Objectives: Pioneering research on molecular mechanisms underlying the viral transmission, molecular pathogenicity, and potential treatments will be highlighted in this review. The development of antiviral drugs specific to SARS-CoV-2 is a complicated and tedious process. To accelerate scientific discoveries and advancement, researchers are consolidating available data from associated coronaviruses into a single pipeline, which can be readily made available to vaccine developers.

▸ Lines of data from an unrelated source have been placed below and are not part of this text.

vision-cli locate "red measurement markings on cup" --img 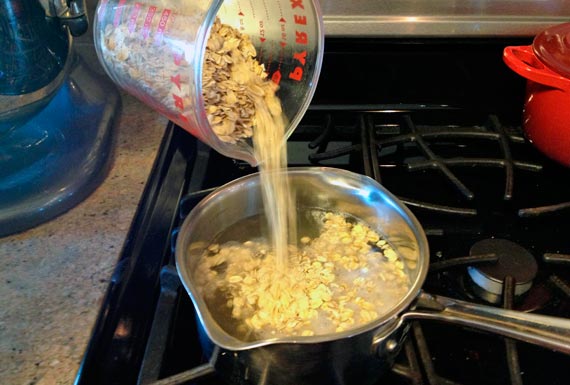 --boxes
[170,47,189,127]
[142,5,156,40]
[237,1,245,31]
[128,2,142,32]
[154,9,172,44]
[289,0,309,81]
[113,0,127,27]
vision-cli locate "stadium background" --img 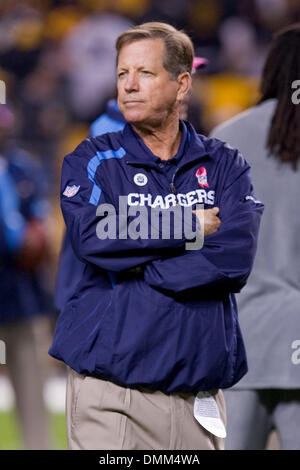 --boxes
[0,0,300,449]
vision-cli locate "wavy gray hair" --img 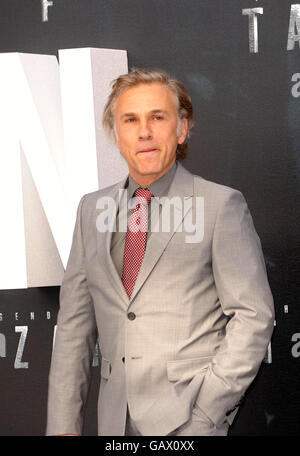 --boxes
[102,68,194,159]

Methods: In order to find studies evaluating the COVID-19 virus epidemiology, repurposed drugs and potential vaccines, web searches and bibliographical bases have been used with keywords that matches the content of this review.
Results: The published results of SARS-CoV-2 structures and interactomics have been used to identify potential therapeutic candidates. We illustrate recent publications on SARS-CoV-2, concerning its molecular, epidemiological, and clinical characteristics, and focus on innovative diagnostics technologies in the production pipeline. This objective of this review is to enhance the comprehension of the unique characteristics of SARS-CoV-2 and strengthen future control measures.
Lay Summary: An innovative analysis is evaluating the nature of the COVID-19 pandemic. The aim is to increase knowledge of possible viral detection methods, which highlights several new technology limitations and advantages. We have assessed some drugs currently for patients (Lopinavir, Ritonavir, Anakinra and Interferon beta 1a), as the feasibility of COVID-19 specific antivirals is not presently known. The study explores the race toward vaccine development and highlights some significant trials and candidates in various clinical phases. This research addresses critical knowledge gaps by identifying repurposed drugs currently under clinical trials. Findings will be fed back rapidly to the researchers interested in COVID 19 and support the evidence and potential of possible therapeutics and small molecules with their mode of action.